In Ethiopia there is scarce information on the pattern of bacterial isolates and drug sensitivities of infected ulcers in patients with leprosy. This study was undertaken to identify the bacteriology of infected ulcers and to determine their antimicrobial susceptibility pattern.
noroxin norfloxacin generic
Cirrhotic patients frequently develop ascites during the course of their disease. The appearance of ascites is the final consequence of profound disturbances in systemic and splanchnic haemodynamics, and in renal and hormonal function. The alterations in renal function consist of a decreased ability to excrete sodium and water, and in more severe cases, a reduction in renal blood flow and glomerular filtration rate. No effective drug therapy is yet available for water retention and renal failure in these patients. Sodium retention, however, may be treated by the administration of diuretics. The diuretics most commonly used in the treatment of cirrhotic patients with ascites are loop diuretics, particularly furosemide (frusemide), and distal, or 'potassium-sparing' diuretics such as spironolactone.
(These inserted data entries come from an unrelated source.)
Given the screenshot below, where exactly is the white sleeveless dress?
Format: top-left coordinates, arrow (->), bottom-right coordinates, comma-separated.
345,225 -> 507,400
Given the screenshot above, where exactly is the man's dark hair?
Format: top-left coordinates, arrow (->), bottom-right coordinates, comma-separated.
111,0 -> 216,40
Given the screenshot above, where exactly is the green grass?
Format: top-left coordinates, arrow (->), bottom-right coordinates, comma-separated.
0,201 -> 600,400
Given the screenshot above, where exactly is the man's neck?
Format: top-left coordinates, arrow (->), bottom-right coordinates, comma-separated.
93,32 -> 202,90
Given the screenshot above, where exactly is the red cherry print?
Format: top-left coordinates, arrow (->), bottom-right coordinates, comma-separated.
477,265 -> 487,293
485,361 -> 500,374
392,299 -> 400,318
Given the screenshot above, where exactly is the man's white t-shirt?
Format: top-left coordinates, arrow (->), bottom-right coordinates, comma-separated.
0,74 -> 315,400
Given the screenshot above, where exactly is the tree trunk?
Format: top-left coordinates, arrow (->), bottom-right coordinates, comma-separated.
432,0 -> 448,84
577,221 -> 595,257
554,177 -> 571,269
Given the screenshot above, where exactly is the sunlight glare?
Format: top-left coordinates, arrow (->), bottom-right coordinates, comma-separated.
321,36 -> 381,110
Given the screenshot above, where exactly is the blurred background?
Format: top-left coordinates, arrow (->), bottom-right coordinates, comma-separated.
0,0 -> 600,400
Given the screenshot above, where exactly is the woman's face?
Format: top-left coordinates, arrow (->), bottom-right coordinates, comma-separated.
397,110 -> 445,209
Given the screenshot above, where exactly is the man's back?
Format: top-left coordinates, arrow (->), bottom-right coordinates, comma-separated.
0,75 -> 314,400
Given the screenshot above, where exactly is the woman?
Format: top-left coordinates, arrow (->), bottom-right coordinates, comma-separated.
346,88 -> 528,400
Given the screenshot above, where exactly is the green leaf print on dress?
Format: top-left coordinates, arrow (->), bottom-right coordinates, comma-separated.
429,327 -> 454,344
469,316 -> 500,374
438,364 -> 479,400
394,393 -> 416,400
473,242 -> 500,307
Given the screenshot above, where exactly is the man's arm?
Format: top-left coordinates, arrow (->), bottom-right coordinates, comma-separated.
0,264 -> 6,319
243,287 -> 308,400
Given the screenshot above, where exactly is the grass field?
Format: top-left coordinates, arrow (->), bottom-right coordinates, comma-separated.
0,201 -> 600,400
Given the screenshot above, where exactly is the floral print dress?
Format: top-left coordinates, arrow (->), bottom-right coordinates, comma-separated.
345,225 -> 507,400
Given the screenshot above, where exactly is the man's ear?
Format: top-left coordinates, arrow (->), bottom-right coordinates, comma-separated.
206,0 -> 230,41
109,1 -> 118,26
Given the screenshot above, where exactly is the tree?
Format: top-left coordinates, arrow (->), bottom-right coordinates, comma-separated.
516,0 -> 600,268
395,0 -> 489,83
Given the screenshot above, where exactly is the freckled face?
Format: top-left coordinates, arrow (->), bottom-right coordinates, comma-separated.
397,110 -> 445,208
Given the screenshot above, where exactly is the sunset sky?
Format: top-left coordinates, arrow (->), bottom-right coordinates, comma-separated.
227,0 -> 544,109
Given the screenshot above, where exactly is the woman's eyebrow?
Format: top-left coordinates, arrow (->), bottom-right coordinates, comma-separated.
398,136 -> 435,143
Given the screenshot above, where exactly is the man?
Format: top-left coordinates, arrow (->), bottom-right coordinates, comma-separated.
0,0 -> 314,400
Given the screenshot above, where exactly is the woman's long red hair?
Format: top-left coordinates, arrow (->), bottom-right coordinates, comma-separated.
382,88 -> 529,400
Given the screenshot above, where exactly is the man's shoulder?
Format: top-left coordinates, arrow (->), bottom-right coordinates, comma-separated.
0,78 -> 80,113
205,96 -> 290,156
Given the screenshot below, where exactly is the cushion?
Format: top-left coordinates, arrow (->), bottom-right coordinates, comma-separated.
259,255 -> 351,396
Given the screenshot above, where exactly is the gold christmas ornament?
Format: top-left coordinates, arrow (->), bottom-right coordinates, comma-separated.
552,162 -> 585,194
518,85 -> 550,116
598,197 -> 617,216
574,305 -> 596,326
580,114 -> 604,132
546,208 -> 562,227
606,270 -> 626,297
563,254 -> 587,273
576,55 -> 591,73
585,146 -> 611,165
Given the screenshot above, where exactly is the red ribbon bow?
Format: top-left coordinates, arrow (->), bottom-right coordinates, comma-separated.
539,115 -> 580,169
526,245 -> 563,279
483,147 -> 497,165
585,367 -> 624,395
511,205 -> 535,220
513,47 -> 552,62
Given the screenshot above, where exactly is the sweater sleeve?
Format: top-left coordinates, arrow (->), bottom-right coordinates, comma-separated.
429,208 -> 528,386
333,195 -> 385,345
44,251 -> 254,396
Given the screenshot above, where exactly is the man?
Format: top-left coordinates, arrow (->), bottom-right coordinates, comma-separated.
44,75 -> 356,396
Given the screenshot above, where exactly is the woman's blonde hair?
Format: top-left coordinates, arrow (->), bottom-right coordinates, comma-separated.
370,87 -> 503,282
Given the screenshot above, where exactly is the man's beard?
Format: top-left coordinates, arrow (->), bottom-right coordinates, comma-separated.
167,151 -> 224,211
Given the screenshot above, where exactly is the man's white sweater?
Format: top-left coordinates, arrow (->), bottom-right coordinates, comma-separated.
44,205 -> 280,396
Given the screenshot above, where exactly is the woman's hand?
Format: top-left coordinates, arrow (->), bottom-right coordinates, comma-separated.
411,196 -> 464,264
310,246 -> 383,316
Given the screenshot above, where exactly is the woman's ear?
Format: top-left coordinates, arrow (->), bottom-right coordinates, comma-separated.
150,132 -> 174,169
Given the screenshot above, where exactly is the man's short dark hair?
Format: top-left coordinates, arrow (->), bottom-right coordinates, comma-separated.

Although furosemide has a much greater natriuretic potency than spironolactone in healthy individuals, studies in cirrhotic patients with ascites have shown that spironolactone is more effective than furosemide in the elimination of ascites. Nowadays, however, therapeutic paracentesis associated with plasma expanders has replaced diuretic therapy as the initial treatment for cirrhotic patients hospitalised with tense ascites since it is more effective and is associated with a lower rate of complications than diuretic therapy. Diuretics should be given after the elimination of ascites by paracentesis to avoid the reaccumulation of the abdominal fluid. Only cirrhotic patients with mild ascites should be treated initially with diuretics. Cirrhotic patients with ascites frequently develop a spontaneous infection of the ascitic fluid which is usually caused by Gram-negative bacilli from enteric origin and has a great tendency to recur after therapy. The antibiotics of choice for this infection are third-generation cephalosporins. Long term administration of norfloxacin, which causes a selective elimination of Gram-negative bacilli from the intestinal flora, is effective in preventing the recurrence of ascites infection in these patients. Finally, cirrhotic patients with ascites are prone to develop renal failure when treated with a variety of pharmacological agents, particularly aminoglycosides and nonsteroidal anti-inflammatory drugs. The administration of the latter drugs may also cause dilutional hyponatraemia and refractory ascites since they induce water retention and impair the renal response to diuretics.
noroxin renal dosing
compare the acceptability of 3-day regimen with that of 10-day regimen of fluoroquinolones for the treatment of recurrent uncomplicated lower urinary tract infection in women.
noroxin drug interactions
Enterococcus faecium has emerged as a multidrug-resistant nosocomial pathogen involved in outbreaks worldwide. Our aim was to determine the antimicrobial susceptibility, biofilm production, and clonal relatedness of vancomycin-resistant E. faecium (VREF) clinical isolates from two hospitals in Mexico.
noroxin 500 mg
Our study demonstrates that strains with MR fimbriae have a rather high virulence (p<0.001), and that a combination of MR+MS fimbriae increased that virulence (p<0.001). As MR strains have a greater adhesive property, the determination of MR fimbriae bearing as high shows that fimbriae bearing plays an important role in widespread and resistant strains, especially in recurrent UTIs such as in our study. In addition, hemolysin capability was also a virulence factor in recurrent UTIs (p<0.01). In addition, the sensitivity of the strains to the antimicrobials appeared in the following order; imipenem 93%, norfloxacin 89%, ciprofloxacin 85%, netilmicin 80%, amikacin 78%, ceftriaxone 74%, gentamicin 72%, nitrofurantoin 71%, ampicillin-sulbactam 60%, amoxicillin-clavulanate 58%, Trimethoprim/sulfamethoxazole 45%, ampicillin 35%.